A rather annoyed Belgian Griffon. Image: snikst/Shutterstock

New research into the mental capacity of dogs has uncovered new evidence, which shows they are generally much better at remembering past events than we once thought.

Contained within the human mind is the ability to recall ‘episodic memory’ that lets our brains instantly run through a vast catalogue of memories to find one particular moment, regardless of whether it had any importance to us or not.

A new study conducted by a research team based in Hungary has found that us humans are not the only ones able to recall such memories – our canine companions can, too.

Until now, any established evidence that showed dogs – or any animals for that matter – have the ability to recall episodic memory has been hard to come by.

This is down to the obvious inability to communicate verbally with animals about recalling memories, but the team from the MTA-ELTE Comparative Ethology Research Group in Budapest has managed to find a way.

Using a method called ‘Do as I do’, trained dogs can watch a person perform an action and then do the action themselves.

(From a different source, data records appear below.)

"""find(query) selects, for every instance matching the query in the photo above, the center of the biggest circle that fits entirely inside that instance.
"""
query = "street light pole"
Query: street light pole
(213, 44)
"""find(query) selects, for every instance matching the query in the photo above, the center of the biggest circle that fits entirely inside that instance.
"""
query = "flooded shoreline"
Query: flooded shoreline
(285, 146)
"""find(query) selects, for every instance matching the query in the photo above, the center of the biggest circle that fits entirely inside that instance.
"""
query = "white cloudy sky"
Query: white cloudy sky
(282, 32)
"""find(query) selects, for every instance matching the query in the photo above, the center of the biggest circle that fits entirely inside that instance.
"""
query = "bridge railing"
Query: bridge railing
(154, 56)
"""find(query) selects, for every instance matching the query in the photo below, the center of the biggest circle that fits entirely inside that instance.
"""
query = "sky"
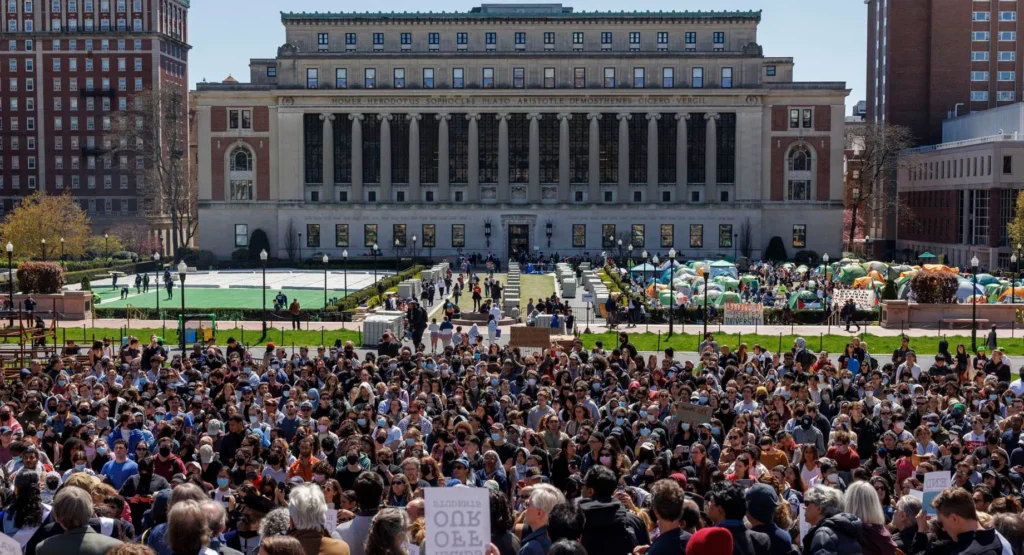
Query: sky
(826, 43)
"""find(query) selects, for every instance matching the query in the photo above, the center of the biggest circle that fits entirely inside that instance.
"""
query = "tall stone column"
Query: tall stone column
(504, 190)
(624, 156)
(356, 195)
(594, 195)
(535, 157)
(474, 157)
(681, 137)
(444, 193)
(564, 186)
(328, 171)
(711, 155)
(652, 157)
(414, 158)
(385, 196)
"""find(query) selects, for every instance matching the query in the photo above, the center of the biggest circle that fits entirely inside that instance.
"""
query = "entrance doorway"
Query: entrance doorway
(518, 239)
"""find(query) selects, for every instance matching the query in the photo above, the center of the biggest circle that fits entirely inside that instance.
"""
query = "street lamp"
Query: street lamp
(10, 281)
(262, 258)
(344, 268)
(672, 290)
(325, 281)
(156, 258)
(707, 271)
(182, 268)
(974, 304)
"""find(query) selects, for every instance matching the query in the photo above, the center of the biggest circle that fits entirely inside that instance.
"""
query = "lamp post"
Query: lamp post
(325, 281)
(707, 271)
(672, 290)
(974, 304)
(182, 268)
(156, 258)
(10, 281)
(262, 258)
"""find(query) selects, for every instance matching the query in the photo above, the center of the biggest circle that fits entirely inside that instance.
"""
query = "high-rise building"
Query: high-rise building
(930, 59)
(521, 127)
(67, 68)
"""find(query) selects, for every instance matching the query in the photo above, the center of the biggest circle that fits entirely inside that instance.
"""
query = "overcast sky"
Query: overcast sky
(826, 43)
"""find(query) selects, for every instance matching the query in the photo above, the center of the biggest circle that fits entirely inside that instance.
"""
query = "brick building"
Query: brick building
(66, 68)
(517, 127)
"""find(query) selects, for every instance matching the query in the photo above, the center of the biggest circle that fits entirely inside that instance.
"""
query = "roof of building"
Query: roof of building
(522, 11)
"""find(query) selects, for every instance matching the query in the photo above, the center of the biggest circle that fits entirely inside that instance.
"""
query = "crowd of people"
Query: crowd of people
(594, 450)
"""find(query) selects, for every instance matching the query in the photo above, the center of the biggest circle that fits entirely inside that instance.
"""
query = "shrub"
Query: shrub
(776, 250)
(42, 278)
(806, 257)
(934, 287)
(258, 242)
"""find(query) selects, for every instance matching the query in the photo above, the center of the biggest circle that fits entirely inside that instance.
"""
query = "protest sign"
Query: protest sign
(458, 520)
(743, 314)
(934, 482)
(696, 414)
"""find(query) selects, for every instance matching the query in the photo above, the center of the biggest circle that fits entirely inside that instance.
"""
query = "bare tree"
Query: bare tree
(879, 152)
(155, 130)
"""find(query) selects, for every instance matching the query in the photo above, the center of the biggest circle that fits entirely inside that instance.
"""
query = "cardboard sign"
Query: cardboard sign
(9, 546)
(743, 314)
(934, 482)
(696, 414)
(458, 520)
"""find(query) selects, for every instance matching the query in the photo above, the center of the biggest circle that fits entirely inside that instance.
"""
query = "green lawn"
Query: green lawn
(214, 298)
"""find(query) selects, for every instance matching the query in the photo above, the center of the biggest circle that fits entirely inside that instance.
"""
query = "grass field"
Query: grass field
(214, 298)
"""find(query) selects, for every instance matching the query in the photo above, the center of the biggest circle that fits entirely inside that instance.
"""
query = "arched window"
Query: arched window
(800, 173)
(241, 176)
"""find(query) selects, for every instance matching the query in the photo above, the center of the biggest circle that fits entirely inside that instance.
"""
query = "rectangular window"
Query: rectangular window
(579, 236)
(696, 236)
(241, 235)
(608, 236)
(726, 78)
(668, 78)
(549, 78)
(696, 78)
(458, 236)
(609, 78)
(799, 236)
(580, 78)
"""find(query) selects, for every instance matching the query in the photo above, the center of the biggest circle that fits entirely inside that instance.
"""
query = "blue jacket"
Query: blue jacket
(537, 543)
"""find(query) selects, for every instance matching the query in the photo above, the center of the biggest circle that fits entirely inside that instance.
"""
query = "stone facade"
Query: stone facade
(548, 129)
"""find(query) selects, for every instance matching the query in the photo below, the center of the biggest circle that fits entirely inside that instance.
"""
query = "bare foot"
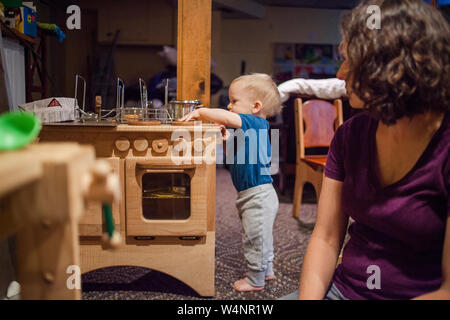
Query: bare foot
(267, 278)
(244, 286)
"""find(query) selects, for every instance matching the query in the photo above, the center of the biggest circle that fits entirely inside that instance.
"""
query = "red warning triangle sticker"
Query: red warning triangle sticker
(54, 103)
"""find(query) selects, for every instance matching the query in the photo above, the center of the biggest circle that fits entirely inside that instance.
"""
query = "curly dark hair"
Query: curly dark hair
(403, 68)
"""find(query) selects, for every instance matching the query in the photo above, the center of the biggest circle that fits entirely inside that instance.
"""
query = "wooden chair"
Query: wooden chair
(315, 124)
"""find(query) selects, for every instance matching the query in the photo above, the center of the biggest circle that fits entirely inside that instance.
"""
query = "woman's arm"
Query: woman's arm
(444, 291)
(219, 116)
(325, 242)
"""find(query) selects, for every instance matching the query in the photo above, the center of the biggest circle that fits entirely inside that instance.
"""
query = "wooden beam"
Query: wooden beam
(194, 50)
(248, 7)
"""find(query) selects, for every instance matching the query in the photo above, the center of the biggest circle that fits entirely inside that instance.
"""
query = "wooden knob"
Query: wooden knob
(179, 147)
(48, 277)
(199, 145)
(122, 144)
(160, 145)
(140, 144)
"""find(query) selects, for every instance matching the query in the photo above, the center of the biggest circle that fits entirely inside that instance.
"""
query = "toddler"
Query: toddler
(253, 98)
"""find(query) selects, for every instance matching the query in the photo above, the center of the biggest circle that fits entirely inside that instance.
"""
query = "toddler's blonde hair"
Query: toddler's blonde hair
(261, 87)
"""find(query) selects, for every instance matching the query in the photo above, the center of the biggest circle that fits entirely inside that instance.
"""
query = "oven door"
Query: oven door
(165, 200)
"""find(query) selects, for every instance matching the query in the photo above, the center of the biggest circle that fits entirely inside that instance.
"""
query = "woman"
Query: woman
(388, 168)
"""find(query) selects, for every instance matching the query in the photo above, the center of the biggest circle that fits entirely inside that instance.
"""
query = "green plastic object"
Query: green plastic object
(12, 3)
(17, 129)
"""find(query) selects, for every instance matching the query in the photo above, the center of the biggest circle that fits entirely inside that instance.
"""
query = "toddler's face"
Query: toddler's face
(240, 101)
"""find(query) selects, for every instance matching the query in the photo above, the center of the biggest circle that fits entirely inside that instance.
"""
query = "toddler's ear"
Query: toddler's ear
(257, 107)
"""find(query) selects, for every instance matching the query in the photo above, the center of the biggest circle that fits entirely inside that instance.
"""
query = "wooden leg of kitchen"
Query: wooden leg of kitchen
(191, 262)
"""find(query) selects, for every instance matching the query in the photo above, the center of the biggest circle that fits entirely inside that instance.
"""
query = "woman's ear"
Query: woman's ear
(257, 107)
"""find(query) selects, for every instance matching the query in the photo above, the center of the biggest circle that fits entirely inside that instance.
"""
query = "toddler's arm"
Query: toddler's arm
(216, 115)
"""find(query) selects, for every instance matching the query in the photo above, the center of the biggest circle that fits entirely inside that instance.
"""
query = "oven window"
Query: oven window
(166, 196)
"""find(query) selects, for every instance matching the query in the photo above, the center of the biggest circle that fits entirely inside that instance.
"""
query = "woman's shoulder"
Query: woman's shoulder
(358, 124)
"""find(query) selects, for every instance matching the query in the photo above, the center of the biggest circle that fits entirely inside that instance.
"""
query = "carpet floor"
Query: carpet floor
(290, 240)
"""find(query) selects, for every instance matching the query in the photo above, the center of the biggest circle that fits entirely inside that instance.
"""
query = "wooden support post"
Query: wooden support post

For example, if their owner jumps in the air and then gives the “Do it!” command, the dog would also jump in the air.

As this alone doesn’t provide evidence of episodic memory, the researchers trained 17 dogs to imitate human actions using the same method, followed by another round of training whereby dogs were trained to lie down after watching any human action.

Once they were trained to lie down, the surprise shouting of “Do it!” would result in the dogs recalling what they had seen the person do, even though they had no particular reason to think they’d need to remember.

Advanced memory not unique to humans

The tests were then repeated one minute and one hour after the initial training to see if the memory would stay, and despite it appearing to stick, the memory was found to deteriorate soon after this amount of time.

“From a broad evolutionary perspective, this implies that episodic-like memory is not unique and did not evolve only in primates, but is a more widespread skill in the animal kingdom,” said Claudia Fugazza of the research group.

“We suggest that dogs may provide a good model to study the complexity of episodic-like memory in a natural setting, especially because this species has the evolutionary and developmental advantage to live in human social groups.”

The team’s research has now been published in Current Biology.